How it is administered
Pomalidomide is taken by mouth as a capsule. It comes in 1-mg, 2-mg, 3-mg, and 4-mg strengths for multiple myeloma, and a 5-mg dose is used for Kaposi sarcoma.
You should swallow the capsule whole with water, without breaking, chewing, or opening it. Pomalidomide can be taken with or without food, and it's usually taken once daily at about the same time each day. If you are on hemodialysis, take pomalidomide after your dialysis session on those days.
How it works
Pomalidomide is an immunomodulatory drug, closely related to thalidomide. It works by targeting a protein called cereblon, which is part of a complex that helps regulate the breakdown of certain proteins in cells. When pomalidomide binds to cereblon, it leads to the destruction of proteins that help cancer cells survive, such as Aiolos and Ikaros.

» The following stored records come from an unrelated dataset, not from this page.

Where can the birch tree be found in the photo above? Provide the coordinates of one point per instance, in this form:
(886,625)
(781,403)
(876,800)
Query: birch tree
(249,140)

This action results in several effects: it directly kills cancer cells (especially in blood cancers like multiple myeloma), enhances the immune system's ability to attack cancer (by boosting T cell and natural killer cell activity), and reduces the production of substances that promote inflammation and cancer growth. Pomalidomide also prevents the growth of new blood vessels that tumors need to grow (antiangiogenic effect). These combined effects make it effective for treating certain blood cancers, especially when other treatments have stopped working.
Common side effects
Common side effects of pomalidomide (seen in patients with multiple myeloma and Kaposi sarcoma) include:
- Fatigue and weakness
- Low white blood cell counts (neutropenia), which can increase infection risk
- Anemia (low red blood cells)
- Constipation
- Nausea and diarrhea
- Shortness of breath
- Upper respiratory tract infections
- Back pain
- Fever
- Rash
- Swelling (edema)
Other possible side effects are dizziness, confusion, nerve problems (neuropathy), blood clots, liver problems, and severe skin reactions. Your doctor will monitor your blood counts and liver function regularly while you are on this medication.
Who Should take it
Pomalidomide is mainly used to treat adults with multiple myeloma, a type of blood cancer, who have already tried at least two other therapies (including lenalidomide and a proteasome inhibitor) and whose disease has worsened. It is also approved for adults with Kaposi sarcoma, either related to AIDS (after failure of antiretroviral therapy) or in HIV-negative patients.
If you have multiple myeloma and your cancer has come back or stopped responding to other treatments, pomalidomide (usually combined with dexamethasone) may help slow disease progression and improve survival. For Kaposi sarcoma, pomalidomide is an option when standard treatments are not effective.
Who should not take it
You should not take pomalidomide if you are pregnant, as it can cause severe birth defects or death to an unborn baby. Women who are able to become pregnant must use strict birth control and have regular pregnancy tests before, during, and after treatment. Men taking pomalidomide must also use condoms during sex with women who could become pregnant, even if they have had a vasectomy, and must not donate sperm.
Pomalidomide is also contraindicated if you have had a severe allergic reaction (such as angioedema or anaphylaxis) to pomalidomide or any of its ingredients. If you have severe liver or kidney problems, your doctor may need to adjust your dose or monitor you more closely. Children should not take pomalidomide, as its safety and effectiveness have not been established in pediatric patients.
Commonly used with
In blood cancers, especially multiple myeloma, pomalidomide is most commonly used together with dexamethasone, a steroid that helps reduce inflammation and can also help fight cancer. Sometimes, it may be combined with other supportive medications, such as blood thinners to prevent clots, or antibiotics if you are at risk for infections.
Your doctor will decide on the best combination based on your individual situation and previous treatments.
Commonly tested with
Pomalidomide has been tested in combination with dexamethasone in clinical studies for multiple myeloma. It has also been studied with other agents, such as proteasome inhibitors (like bortezomib or carfilzomib), and sometimes with monoclonal antibodies in research settings. However, its main approved and tested combination for blood cancers is with dexamethasone.